Pokój w Ziemi Świętej. Porozumienie między Hamasem i Izraelem
Izraelskie media podają, że doszło do porozumienia między Hamasem a stroną izraelską w sprawie deeskalacji konfliktu w Strefie Gazy. Wpływ na pozytywny przebieg rokowań mieli mieć katarscy negocjatorzy.
Konflikt w Strefie Gazy, który trwa od 2006 roku (a więc od kiedy Hamas przejął tam władzę), został nieco wyciszony za sprawą wybuchu pandemii koronawirusa. Następnie odżywał, by w ostatnich tygodniach (a konkretniej od 6 sierpnia) znów nabrać na sile.
Hamas wysyłał na stronę izraelską balony zapalające. W odpowiedzi wojsko odpowiadało ogniem.

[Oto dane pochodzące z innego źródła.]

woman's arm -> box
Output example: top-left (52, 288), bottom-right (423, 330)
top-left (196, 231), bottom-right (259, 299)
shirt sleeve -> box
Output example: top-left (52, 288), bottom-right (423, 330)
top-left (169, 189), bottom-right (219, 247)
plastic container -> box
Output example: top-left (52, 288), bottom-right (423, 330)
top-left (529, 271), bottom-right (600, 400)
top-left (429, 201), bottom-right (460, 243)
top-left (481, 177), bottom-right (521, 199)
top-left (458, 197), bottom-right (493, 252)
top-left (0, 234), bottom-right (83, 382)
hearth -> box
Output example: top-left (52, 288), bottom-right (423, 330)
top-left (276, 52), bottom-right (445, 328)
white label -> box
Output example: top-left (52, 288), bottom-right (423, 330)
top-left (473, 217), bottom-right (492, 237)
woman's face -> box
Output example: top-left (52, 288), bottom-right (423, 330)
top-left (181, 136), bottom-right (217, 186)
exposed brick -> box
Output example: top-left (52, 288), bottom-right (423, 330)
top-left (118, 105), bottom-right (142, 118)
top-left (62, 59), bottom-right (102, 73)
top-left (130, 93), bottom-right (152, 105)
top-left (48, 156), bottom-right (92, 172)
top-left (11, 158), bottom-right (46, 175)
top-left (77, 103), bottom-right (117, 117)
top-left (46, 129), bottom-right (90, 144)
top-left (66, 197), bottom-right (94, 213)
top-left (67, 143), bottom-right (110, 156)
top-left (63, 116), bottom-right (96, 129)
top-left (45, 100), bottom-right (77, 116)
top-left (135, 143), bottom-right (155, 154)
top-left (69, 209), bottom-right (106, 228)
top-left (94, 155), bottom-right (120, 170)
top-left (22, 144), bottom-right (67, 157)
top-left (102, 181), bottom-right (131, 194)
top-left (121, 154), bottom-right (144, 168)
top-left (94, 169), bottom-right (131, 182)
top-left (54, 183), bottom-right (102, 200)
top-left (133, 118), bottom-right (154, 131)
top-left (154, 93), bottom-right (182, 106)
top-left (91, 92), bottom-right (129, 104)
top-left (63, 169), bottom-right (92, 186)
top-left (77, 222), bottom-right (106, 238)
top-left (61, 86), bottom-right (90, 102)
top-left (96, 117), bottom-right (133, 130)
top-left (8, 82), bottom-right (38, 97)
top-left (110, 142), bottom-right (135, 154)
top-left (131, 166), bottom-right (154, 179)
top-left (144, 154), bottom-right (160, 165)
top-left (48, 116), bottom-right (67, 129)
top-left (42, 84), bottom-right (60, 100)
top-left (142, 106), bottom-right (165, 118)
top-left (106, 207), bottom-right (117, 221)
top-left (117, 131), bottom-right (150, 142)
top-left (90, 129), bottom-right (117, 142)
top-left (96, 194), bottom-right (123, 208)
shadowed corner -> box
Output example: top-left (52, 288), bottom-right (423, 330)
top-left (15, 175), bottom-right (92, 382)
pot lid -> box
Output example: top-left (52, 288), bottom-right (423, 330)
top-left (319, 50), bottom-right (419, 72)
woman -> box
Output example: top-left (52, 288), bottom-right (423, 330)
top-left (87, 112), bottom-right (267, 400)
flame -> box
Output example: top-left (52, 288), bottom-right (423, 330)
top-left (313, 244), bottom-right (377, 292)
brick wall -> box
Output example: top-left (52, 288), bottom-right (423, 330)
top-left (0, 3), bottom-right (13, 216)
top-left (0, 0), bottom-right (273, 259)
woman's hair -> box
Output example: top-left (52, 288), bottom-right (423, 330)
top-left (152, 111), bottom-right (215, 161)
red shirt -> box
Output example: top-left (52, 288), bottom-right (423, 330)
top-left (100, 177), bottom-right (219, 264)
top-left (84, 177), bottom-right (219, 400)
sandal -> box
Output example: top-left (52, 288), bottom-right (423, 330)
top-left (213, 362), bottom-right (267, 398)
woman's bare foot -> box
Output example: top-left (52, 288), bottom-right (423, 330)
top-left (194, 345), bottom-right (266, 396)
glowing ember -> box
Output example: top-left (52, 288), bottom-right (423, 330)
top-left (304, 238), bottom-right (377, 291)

Walki sprawiły, że pracująca w Strefie Gazy elektrownia była w stanie pracować jedynie przez 3 do 4 godzin dziennie.
Porozumienie dzięki mediatorom
"Po serii rozmów, w których pośredniczył przedstawiciel Kataru, Mohammed al-Amadi, osiągnięto porozumienie, w celu uniknięcia eskalacji i ustabilizowania sytuacji. Ogłoszono kilka projektów, które posłużą naszym mieszkańcom w Gazie i złagodzą ich sytuację, biorąc pod uwagę kryzys związany z koronawirusem, który nas dotknął" - oświadczyło biuro przywódcy Hamasu Yahya Sinwar.
Warto odnotować, że w połowie sierpnia Izrael nawiązał stosunki dyplomatyczne ze Zjednoczonymi Emiratami Arabskimi. To trzecie po Arabii Saudyjskiej i Jordanii państwo arabskie uznające państwowość Izraela.